Raised a Christian in a small town on Jamaica's north shore, Bob Marley quickly left behind the church and his mother, a local Jamaican who had married a white colonial stationed on the island when she was 19. (The father, British army Captain Norval Sinclair Marley, abandoned them both shortly after Marley was born). As an adolescent Marley left for Kingston, where he would meet Rita Marley, his soon-to-be wife and mentor in the teachings of Rastafari, as well as Peter Tosh and Bunny Wailer, the original members of the Wailers.

From these introductions, his music began to give voice to the dark mysticism of Ras Tafari, the pre-coronation name given to the Ethiopian Emperor Halie Selasie I, who died in 1975. The Rastafarians of the Caribbean worship Ras (prince) Tafari as the personification of Jah, or God, as he was meant to lead his children out of Babylon and back to their African homeland. Marley's reggae music carried Rastafari's message of salvation, but it was equally steeped in a distrust of the system and an obligation to alert those in earshot to the negative forces at work.

"Politicians, they are devils; devils who corrupt. They don't smoke 'erb, because when y'smoke, y'think alike, and them don't want that..." (1975)

Self dignity and black unity are the Rastafarian's weapons against the establishment and all of its lascivious trappings. Deliverance from the baldheads of Babylon was a message Marley preached to the masses everywhere, many of whom came to regard the singer as a prophet.

Certain forces in his homeland, however, sought to manipulate his status and Marley's death may have stemmed from the wound to his arm that he sustained in 1976, when armed thugs raided his Kingston home in an act of political intimidation. While others allege that his cancer began with an old football accident, the cancerous toe that was amputated a year later was only the beginning of a slow demise. Robert Nesta Marley would die of cancer a few years later at the age of 36.

Don't ask me why Things are not the way they used to be I won't tell no lie One and all got to face reality now

-- Natural Mystic (1977)

Even after his death on May 11, 1981, in a Miami hospital, the same cadre of hourly devils did not relent.
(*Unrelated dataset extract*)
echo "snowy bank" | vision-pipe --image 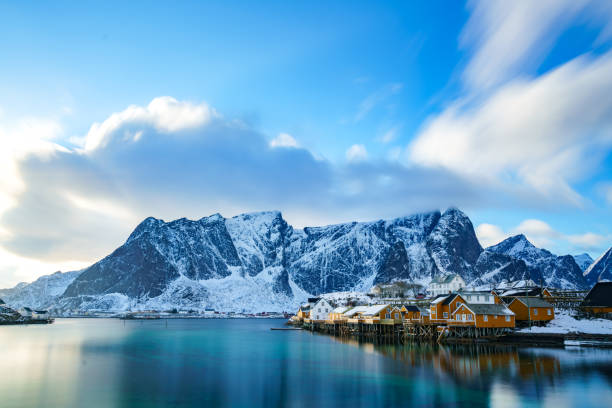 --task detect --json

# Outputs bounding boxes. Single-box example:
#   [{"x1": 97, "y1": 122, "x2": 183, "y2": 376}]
[{"x1": 518, "y1": 311, "x2": 612, "y2": 335}]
This time, however, it was not in pursuit of the Marley aura but the Marley estate. His life-long disdain for lawyers and accountants resulted in much post-mortem uncertainty surrounding his $30-million estate, the Wailer name and hundreds of thousands of dollars in royalty payments. Marley refused to leave a will and subsequently much fell into the hands of the very lawyers that he spent a lifetime trying to avoid. Rita Marley, the singer's wife of fifteen years and mother of four of his seven children, has since weathered a litany of lawsuits and legal actions, tasks she no doubt never anticipated in her early days as one the I-Threes, Marley's dancers and back-up singers.

Unlike Elvis, Kurt Cobain or other musicians cut down in the prime of life, Marley's legend is not confined to a generation or even to popular music. Marley was a messenger addressing the human condition, using reggae as a vehicle to reach the critical masses. From the Trenchtown ghettos of Kingston to the splintering communities of America, Africa and South Asia, his message will indeed continue to live on.